The tomb, situated on the west bank of the stream Nile in a graveyard for aristocrats and best authorities, is a moderately unobtrusive disclosure, however one that specialists have declared with a lot of exhibition in an offer to support the nation’s gradually recuperating tourism industry.
“We need tomorrow’s daily papers to talk about Egypt and influence individuals to need to come to Egypt,” Antiquities Minister Khaled el-Anani told columnists, mirroring the nation’s urgent need to rejuvenate tourism.
El-Anani said the tomb was not in good condition but contained a partially damaged sandstone statue of the goldsmith, named Amenemhat, and his wife. Between the couple stands a smaller figure of one of their sons.
The tomb has two burial shafts, one of which was likely dug to bury the mummies of the goldsmith and his wife. It also contained wooden funerary masks and a collection of statues of the couple, according to a ministry statement. Three mummies were found in the shaft.
It said a second shaft contained a collection of sarcophagi from the 21st and 22nd dynasties.

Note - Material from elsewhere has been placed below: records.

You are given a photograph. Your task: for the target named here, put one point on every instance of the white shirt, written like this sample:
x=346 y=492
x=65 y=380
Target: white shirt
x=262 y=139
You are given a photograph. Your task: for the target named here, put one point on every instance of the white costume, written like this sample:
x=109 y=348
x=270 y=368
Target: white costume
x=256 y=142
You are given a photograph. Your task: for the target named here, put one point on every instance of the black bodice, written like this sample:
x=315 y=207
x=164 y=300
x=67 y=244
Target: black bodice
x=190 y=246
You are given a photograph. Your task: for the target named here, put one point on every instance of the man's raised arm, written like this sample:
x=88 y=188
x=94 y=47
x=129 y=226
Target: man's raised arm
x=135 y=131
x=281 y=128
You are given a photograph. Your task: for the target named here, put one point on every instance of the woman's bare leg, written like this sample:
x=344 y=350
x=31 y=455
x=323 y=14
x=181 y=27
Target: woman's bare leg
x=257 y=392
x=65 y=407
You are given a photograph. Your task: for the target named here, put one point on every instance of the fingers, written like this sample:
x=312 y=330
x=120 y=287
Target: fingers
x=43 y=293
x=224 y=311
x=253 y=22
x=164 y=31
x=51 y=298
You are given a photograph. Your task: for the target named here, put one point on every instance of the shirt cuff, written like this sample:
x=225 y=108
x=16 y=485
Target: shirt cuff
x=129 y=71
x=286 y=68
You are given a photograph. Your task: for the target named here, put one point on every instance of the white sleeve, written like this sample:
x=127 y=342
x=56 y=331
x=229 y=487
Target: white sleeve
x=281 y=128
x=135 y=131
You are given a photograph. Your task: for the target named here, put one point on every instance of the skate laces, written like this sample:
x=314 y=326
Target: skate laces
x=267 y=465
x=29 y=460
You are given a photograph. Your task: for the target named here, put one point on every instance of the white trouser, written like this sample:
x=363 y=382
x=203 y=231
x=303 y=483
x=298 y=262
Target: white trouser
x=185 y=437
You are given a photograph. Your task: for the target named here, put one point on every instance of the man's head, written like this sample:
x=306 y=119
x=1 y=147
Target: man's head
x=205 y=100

The tomb belonged to the 18th pharaonic dynasty when Amun was the most powerful deity. It was discovered by Egyptian archeologists, something that a senior official at the Antiquities Ministry hailed as evidence of their growing professionalism and expertise.
“We used to escort foreign archeologists as observers, but that’s now in the past. We are the leaders now,” said Mustafa Waziri, the ministry’s chief archaeologist in Luxor.